Netflix ended September with 282.7 million worldwide subscribers — far more than any other streaming service.

The Los Gatos, California, company earned $2.36 billion, or $5.40 per share, a 41% increase from the same time last year. Revenue climbed 15% from a year ago to $9.82 billion. Netflix management predicted the company’s revenue will rise at the same 15% year-over-year pace during the October-December period, slightly than better than analysts have been expecting.

The strong financial performance in the past quarter coupled with the upbeat forecast eclipsed any worries about slowing subscriber growth. Netflix’s stock price surged nearly 4% in extended trading after the numbers came out, building upon a more than 40% increase in the company’s shares so far this year.

The past quarter’s subscriber gains were the lowest posted in any three-month period since the beginning of last year. That drop-off indicates Netflix is shifting to a new phase after reaping the benefits from a ban on the once-rampant practice of sharing account passwords that enabled an estimated 100 million people watch its popular service without paying for it.

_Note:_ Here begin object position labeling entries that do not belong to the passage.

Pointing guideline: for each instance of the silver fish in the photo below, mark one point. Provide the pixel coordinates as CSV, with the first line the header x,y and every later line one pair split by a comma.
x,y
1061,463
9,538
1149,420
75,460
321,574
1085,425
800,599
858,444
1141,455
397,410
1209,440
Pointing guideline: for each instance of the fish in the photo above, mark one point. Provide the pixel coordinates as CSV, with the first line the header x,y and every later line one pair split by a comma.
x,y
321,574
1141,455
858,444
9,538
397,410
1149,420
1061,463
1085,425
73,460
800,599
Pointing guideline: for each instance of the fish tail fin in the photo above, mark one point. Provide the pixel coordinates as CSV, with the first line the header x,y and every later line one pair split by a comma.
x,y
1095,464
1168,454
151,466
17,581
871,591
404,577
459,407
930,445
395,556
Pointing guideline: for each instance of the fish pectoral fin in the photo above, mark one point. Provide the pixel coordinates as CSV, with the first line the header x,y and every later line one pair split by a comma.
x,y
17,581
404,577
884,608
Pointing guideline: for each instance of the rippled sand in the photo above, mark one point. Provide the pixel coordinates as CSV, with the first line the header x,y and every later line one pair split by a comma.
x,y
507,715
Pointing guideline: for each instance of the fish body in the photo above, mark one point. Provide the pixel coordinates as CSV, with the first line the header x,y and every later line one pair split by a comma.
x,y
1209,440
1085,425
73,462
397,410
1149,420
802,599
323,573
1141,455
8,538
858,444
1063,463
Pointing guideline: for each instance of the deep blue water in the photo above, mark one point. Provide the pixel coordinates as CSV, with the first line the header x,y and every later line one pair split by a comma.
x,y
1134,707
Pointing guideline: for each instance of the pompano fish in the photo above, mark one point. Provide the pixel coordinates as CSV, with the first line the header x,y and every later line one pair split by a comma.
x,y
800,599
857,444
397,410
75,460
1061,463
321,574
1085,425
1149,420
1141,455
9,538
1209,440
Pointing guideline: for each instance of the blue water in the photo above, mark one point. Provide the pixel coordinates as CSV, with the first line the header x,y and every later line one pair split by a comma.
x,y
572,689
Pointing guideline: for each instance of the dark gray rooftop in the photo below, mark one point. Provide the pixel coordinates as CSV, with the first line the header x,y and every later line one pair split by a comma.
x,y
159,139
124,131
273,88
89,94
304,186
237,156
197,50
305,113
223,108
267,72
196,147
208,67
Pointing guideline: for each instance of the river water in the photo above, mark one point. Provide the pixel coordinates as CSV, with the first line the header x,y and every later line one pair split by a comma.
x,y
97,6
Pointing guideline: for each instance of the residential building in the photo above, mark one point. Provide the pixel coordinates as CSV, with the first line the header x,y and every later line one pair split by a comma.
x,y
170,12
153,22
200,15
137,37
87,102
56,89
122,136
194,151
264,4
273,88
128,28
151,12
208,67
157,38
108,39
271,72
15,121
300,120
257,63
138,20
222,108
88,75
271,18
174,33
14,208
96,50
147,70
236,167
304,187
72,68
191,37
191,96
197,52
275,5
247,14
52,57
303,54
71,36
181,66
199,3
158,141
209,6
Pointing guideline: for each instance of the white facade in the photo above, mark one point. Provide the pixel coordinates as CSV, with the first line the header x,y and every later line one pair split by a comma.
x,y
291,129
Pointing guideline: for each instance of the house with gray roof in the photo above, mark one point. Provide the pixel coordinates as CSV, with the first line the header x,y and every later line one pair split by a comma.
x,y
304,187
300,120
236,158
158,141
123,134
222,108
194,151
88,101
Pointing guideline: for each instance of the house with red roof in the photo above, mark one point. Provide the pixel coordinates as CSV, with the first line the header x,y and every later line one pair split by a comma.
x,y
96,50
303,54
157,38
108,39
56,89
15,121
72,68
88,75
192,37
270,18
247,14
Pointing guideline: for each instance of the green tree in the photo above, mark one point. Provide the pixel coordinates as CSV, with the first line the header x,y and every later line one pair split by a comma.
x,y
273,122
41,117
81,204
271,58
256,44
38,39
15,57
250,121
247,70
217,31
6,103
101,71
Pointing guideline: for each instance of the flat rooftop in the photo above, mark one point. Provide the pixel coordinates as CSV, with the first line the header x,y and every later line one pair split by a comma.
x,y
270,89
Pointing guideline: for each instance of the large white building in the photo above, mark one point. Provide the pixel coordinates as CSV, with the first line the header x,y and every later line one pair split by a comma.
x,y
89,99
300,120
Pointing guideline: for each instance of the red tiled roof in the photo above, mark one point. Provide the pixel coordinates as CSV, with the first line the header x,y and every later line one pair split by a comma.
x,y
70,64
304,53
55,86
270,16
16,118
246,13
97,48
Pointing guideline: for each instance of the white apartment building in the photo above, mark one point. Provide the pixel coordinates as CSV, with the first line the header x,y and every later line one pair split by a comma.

The crackdown, triggered by a rare loss of subscribers coming out of the pandemic in 2022, helped Netflix add 57 million subscribers from June 2022 through this June — an average of more than 7 million per quarter, while many of its industry rivals have been struggling as households curbed their discretionary spending.

Netflix’s gains also were propelled by a low-priced version of its service that included commercials for the first time in its history. The company still is only getting a small fraction of its revenue from the 2-year-old advertising push, but Netflix is intensifying its focus on that segment of its business to help boost its profits.

In a letter to shareholder, Netflix reiterated previous cautionary notes about its expansion into advertising, though the low-priced option including commercials has become its fastest growing segment.

“We have much more work to do improving our offering for advertisers, which will be a priority over the next few years,” Netflix management wrote in the letter.

As part of its evolution, Netflix has been increasingly supplementing its lineup of scripted TV series and movies with live programming, such as a Labor Day spectacle featuring renowned glutton Joey Chestnut setting a world record for gorging on hot dogs in a showdown with his longtime nemesis Takeru Kobayashi.

Netflix will be trying to attract more viewer during the current quarter with a Nov. 15 fight pitting former heavyweight champion Mike Tyson against Jake Paul, a YouTube sensation turned boxer, and two National Football League games on Christmas Day.